Diese Art der Mischung kann auch erreicht werden, wenn die Heizung mit Leitungswasser befüllt wird, welches danach zu einem bestimmten Prozentsatz mit vollentsalztem Wasser aus der Anlage verdrängt wird.

Warum weicht die Leitfähigkeit des Heizungswassers vom Füllwasser ab?
Wird die Heizung mit vollentsalztem Wasser mit einer Leitfähigkeit von <10 µS/cm befüllt, lösen sich in diesem Oxide, Härtesalze und ähnliche wasserlösliche Stoffe, die sich in der Anlage befinden. Dadurch wird die Leitfähigkeit des vollentsalzten Wassers wieder erhöht.

Steigert der Einsatz eines elector-Korrosionsschutzgerätes die Leitfähigkeit und Härte?
Durch das elector-Korrosionsschutzgerät wird Magnesiumhydroxid im Wasser gelöst. Die Härte wird hierdurch nicht gesteigert. Die Leitfähigkeit steigt aufgrund der geringen Löslichkeit von Magnesiumhydroxid –nur 0,009 g/l– nicht signifikant an. Ein salzarmer Betrieb der Heizung mit geringer Leitfähigkeit ist hierdurch möglich.

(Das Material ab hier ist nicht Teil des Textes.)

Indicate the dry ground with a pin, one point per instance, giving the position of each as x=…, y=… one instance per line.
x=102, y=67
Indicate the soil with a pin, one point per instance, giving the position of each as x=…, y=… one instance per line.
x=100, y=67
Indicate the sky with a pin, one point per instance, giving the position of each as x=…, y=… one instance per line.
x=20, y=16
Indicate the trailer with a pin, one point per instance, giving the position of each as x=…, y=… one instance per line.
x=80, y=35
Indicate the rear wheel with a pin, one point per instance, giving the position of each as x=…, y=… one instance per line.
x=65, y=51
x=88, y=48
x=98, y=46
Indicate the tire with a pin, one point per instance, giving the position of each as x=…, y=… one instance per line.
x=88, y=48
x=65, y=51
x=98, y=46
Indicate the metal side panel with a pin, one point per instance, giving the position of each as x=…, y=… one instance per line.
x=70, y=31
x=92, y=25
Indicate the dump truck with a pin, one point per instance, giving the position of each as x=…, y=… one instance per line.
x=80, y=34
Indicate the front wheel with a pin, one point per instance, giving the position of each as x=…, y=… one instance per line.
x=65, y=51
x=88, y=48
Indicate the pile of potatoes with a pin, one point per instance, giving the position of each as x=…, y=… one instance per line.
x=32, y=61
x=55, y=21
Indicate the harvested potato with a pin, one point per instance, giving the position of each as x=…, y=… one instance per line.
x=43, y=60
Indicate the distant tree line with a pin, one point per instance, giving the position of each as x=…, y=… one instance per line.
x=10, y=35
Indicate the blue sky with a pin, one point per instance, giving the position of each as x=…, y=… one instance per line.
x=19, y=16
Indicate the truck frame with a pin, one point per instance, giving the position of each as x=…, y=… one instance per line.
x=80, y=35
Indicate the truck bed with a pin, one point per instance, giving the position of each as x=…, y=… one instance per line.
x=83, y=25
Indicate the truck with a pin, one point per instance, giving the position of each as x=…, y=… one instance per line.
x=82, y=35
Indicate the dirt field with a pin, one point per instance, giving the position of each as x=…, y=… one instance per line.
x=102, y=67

Welche Leitfähigkeit sollte das Heizungswasser haben?
Die VDI2035 stellt die Leitfähigkeit in Abhängigkeit zum gelösten Sauerstoff.



 SalzarmSalzhaltig
Elektrische Leitfähigkeit bei 25°CµS/cm
<100100 - 1.500
Sauerstoffmg/l<0,1
<0,02

Diese Werte sind in der Praxis oftmals nur schwer umzusetzen und in unseren Augen als Anhaltspunkte anzusehen. Die tatsächliche Leitfähigkeit sollte sich bei <200 µS/cm und so in einem tolerablen Rahmen befinden.

Muss das Nachspeisewasser aufbereitet werden?
Wenn das Füllwasser der Heizung aufbereitet wurde, muss auch das Nachspeisewasser in gleichem Maße aufbereitet werden, damit die Wasserqualität in der Heizung nicht negativ verändert wird.

Müssen Wasserwerte regelmäßig gemessen werden?
Härte, Leitfähigkeit und ph-Wert sollten bei der jährlichen Anlagenwartung gemessen und dokumentiert werden.